Mahler reacts by doing what any doting grandfather would—he digs up Elias and brings him home, where Anna is stunned, horrified, and euphoric about the boy’s resurrection. Tora has a similar reaction when Elisabet materializes one evening in her kitchen, staring blankly at an open refrigerator with cloudy eyes. In all three cases, the zombies are creepily unresponsive and vacant, but that doesn’t stop their loved ones from attempting to coax them back to their former selves, be it Mahler bathing, dressing, and singing lullabies to Elias, or Tora washing Elisabet’s face, doing her make-up, and romantically dancing with her. These and other measures, however, do little to stir the zombies from their states of suspended animation. The same is true, figuratively speaking, of the film’s living protagonists, who—simultaneously happy about, and unsatisfied by, their otherworldly reunions—find that they’ve just traded their past immobilizing sorrow for a newer brand of paralyzing misery.
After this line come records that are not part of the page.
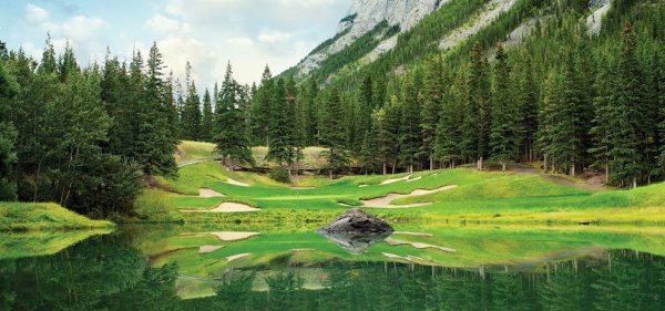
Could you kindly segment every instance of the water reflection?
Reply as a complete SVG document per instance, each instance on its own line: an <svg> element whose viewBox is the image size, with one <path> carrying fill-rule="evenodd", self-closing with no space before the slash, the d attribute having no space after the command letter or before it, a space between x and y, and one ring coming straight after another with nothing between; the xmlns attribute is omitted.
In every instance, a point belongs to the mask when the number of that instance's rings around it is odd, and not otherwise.
<svg viewBox="0 0 665 311"><path fill-rule="evenodd" d="M58 255L0 261L0 310L664 310L665 258L631 250L603 259L451 269L389 261L234 268L183 300L178 267L150 267L126 236Z"/></svg>

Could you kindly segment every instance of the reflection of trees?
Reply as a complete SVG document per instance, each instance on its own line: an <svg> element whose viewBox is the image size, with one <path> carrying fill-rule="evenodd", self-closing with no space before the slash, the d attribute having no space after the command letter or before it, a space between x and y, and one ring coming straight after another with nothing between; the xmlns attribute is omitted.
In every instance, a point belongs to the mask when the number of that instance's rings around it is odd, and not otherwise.
<svg viewBox="0 0 665 311"><path fill-rule="evenodd" d="M216 297L175 297L176 267L146 267L117 238L93 239L52 257L0 262L0 310L664 310L665 259L613 251L607 262L550 263L539 273L403 263L334 262L325 289L290 270L265 278L229 273Z"/></svg>
<svg viewBox="0 0 665 311"><path fill-rule="evenodd" d="M2 310L170 310L176 269L150 269L117 237L93 238L50 257L0 261ZM163 308L164 307L164 308Z"/></svg>

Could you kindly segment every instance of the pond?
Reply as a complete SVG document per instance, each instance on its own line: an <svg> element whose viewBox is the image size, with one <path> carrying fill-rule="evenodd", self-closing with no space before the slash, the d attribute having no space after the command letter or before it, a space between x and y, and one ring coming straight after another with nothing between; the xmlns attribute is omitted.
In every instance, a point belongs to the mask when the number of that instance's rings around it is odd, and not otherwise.
<svg viewBox="0 0 665 311"><path fill-rule="evenodd" d="M3 235L0 310L665 310L665 228L250 229Z"/></svg>

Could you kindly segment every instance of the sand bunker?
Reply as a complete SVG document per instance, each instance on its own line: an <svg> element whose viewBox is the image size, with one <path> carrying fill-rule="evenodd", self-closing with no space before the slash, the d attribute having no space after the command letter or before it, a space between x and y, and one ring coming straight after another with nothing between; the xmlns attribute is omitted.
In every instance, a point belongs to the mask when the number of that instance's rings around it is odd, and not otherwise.
<svg viewBox="0 0 665 311"><path fill-rule="evenodd" d="M380 197L380 198L376 198L376 199L369 199L369 200L360 200L364 205L364 207L375 207L375 208L412 208L412 207L421 207L421 206L428 206L431 205L431 203L419 203L419 204L410 204L410 205L391 205L390 203L396 200L396 199L400 199L400 198L407 198L407 197L415 197L415 196L422 196L422 195L429 195L429 194L433 194L433 193L439 193L439 191L446 191L446 190L450 190L450 189L454 189L457 188L457 185L450 185L450 186L444 186L441 188L437 188L433 190L423 190L423 189L418 189L415 190L408 195L399 195L399 194L389 194L385 197Z"/></svg>
<svg viewBox="0 0 665 311"><path fill-rule="evenodd" d="M213 189L205 189L205 188L198 189L200 198L221 198L224 196L225 196L224 194L217 193Z"/></svg>
<svg viewBox="0 0 665 311"><path fill-rule="evenodd" d="M395 184L395 183L399 183L399 182L407 182L411 178L411 176L413 176L413 175L409 175L409 176L401 177L401 178L386 179L386 180L381 182L381 185L390 185L390 184Z"/></svg>
<svg viewBox="0 0 665 311"><path fill-rule="evenodd" d="M260 235L259 232L233 232L233 231L181 234L181 236L188 236L188 237L213 236L223 242L246 240L248 238L256 237L259 235Z"/></svg>
<svg viewBox="0 0 665 311"><path fill-rule="evenodd" d="M311 190L316 189L316 187L290 187L291 190Z"/></svg>
<svg viewBox="0 0 665 311"><path fill-rule="evenodd" d="M408 231L395 231L392 232L392 235L400 235L400 236L413 236L413 237L426 237L426 238L431 238L434 235L430 235L430 234L422 234L422 232L408 232Z"/></svg>
<svg viewBox="0 0 665 311"><path fill-rule="evenodd" d="M239 186L239 187L249 187L249 184L245 184L243 182L238 182L238 180L235 180L235 179L232 179L228 177L226 178L226 182L224 182L224 183L234 185L234 186Z"/></svg>
<svg viewBox="0 0 665 311"><path fill-rule="evenodd" d="M249 255L250 253L238 253L238 255L229 256L229 257L226 257L226 261L231 262L231 261L235 261L238 259L247 258L247 257L249 257Z"/></svg>
<svg viewBox="0 0 665 311"><path fill-rule="evenodd" d="M431 249L436 249L436 250L440 250L440 251L444 251L444 252L457 252L457 250L452 249L452 248L440 247L440 246L422 243L422 242L402 241L402 240L398 240L398 239L393 239L393 238L387 238L386 242L390 246L408 245L408 246L415 247L417 249L431 248Z"/></svg>
<svg viewBox="0 0 665 311"><path fill-rule="evenodd" d="M260 208L252 207L242 203L225 201L214 209L181 209L182 212L252 212Z"/></svg>
<svg viewBox="0 0 665 311"><path fill-rule="evenodd" d="M202 247L198 247L198 253L202 253L202 255L204 255L204 253L211 253L211 252L213 252L213 251L215 251L217 249L221 249L224 246L211 246L211 245L202 246Z"/></svg>

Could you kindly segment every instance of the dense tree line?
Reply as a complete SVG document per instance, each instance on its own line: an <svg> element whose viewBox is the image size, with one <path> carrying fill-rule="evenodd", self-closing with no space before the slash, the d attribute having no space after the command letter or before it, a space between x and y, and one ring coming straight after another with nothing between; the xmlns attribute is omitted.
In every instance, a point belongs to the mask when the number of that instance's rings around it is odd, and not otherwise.
<svg viewBox="0 0 665 311"><path fill-rule="evenodd" d="M143 176L174 175L178 118L156 45L144 61L106 55L82 69L73 49L41 62L0 59L0 199L129 212Z"/></svg>
<svg viewBox="0 0 665 311"><path fill-rule="evenodd" d="M597 172L617 186L662 179L665 8L616 2L603 32L592 35L580 22L587 13L580 6L520 1L477 34L466 55L461 46L416 58L407 71L386 72L403 61L387 55L352 74L340 73L323 90L315 74L299 83L295 103L279 93L278 82L265 87L266 80L250 117L262 131L253 131L250 139L269 143L270 126L283 126L262 120L275 118L258 108L273 93L278 97L273 104L285 107L275 112L293 106L288 124L304 132L298 137L305 145L330 148L328 173L505 169L541 160L548 172ZM539 19L526 42L510 49L501 43L502 33L525 20L519 15L548 10L555 10L555 18ZM438 14L447 13L428 19ZM401 34L400 42L415 40L418 31L429 33L420 28L431 23ZM393 53L412 54L400 46ZM290 83L284 75L276 80Z"/></svg>

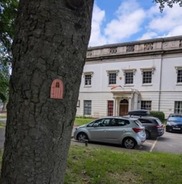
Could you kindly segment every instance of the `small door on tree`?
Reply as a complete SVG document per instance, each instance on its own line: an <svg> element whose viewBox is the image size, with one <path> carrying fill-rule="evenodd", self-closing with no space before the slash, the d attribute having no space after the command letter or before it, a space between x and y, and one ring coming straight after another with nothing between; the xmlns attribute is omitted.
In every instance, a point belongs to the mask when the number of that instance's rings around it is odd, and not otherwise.
<svg viewBox="0 0 182 184"><path fill-rule="evenodd" d="M53 99L63 99L63 82L60 79L53 80L51 84L51 94L50 97Z"/></svg>

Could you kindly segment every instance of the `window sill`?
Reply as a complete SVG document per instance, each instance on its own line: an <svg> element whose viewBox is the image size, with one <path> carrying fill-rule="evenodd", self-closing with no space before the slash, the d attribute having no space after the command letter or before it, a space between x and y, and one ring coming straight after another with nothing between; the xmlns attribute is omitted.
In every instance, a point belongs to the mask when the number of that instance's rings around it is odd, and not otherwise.
<svg viewBox="0 0 182 184"><path fill-rule="evenodd" d="M134 87L134 84L124 84L124 87Z"/></svg>
<svg viewBox="0 0 182 184"><path fill-rule="evenodd" d="M84 88L91 88L91 85L85 85Z"/></svg>
<svg viewBox="0 0 182 184"><path fill-rule="evenodd" d="M150 84L142 84L142 86L153 86L153 84L152 83L150 83Z"/></svg>

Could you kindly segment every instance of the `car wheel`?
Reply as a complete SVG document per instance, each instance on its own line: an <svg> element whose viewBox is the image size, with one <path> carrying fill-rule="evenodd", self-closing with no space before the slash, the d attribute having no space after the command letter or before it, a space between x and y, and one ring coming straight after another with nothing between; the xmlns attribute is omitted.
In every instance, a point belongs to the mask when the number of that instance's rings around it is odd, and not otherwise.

With urgent expressiveness, a terrific Reinsve and Danielsen Lie (as well as the rest of Handling the Undead’s excellent cast) convey the agony of soldiering onward after misfortune. In tune with their circumstances, the film moves at a glacial pace, with cinematographer Pål Ulvik Rokseth’s camera habitually creeping around corners and framing its characters in doorways, hallways, mirrors, and windows. Complemented by Peter Raeburn’s score of ominous bass rumbles and plaintive orchestral arrangements, Hvistendahl’s aesthetic proves constricting, menacing and mournful. It’s also deliberately challenging, as the director refuses to provide typical genre payoffs until the finale—and even then, she prioritizes oppressive desolation over traditional scares or gore. What the material lacks in jolts and momentum, though, it makes up for with an atmosphere of despair that’s so severe, it feels downright apocalyptic.

Photo still of Bente Børsum and Olga Damani in Handling the Undead

Bente Børsum and Olga Damani in Handling the Undead

Courtesy of Sundance Institute

In a sense, of course, it is, at least for each of these men and women, who have been rendered the walking dead by their anguish. Their instinctive decision to embrace their zombified loves, however, turns out to be a grave mistake, as becomes evident in a hospital sequence involving Eva and bunny rabbit that’s all the more unforgettable for the intense surprise, alarm, and dreadful awareness in David’s eyes. In its climactic passages, Handling the Undead veers unconventionally into more conventional terrain, in the process contending that the scariest (and most dangerous) aspect of zombies is that they’d invariably give people hope and convince them to stop grieving, thereby making them vulnerable to the very things they most dearly cherish. With the precision of a mortician, Hvistendahl crafts a cautionary tale about the cataclysmic peril of holding onto that which is gone—and, more specifically, about the fact that the dead must stay that way if anyone else hopes to live.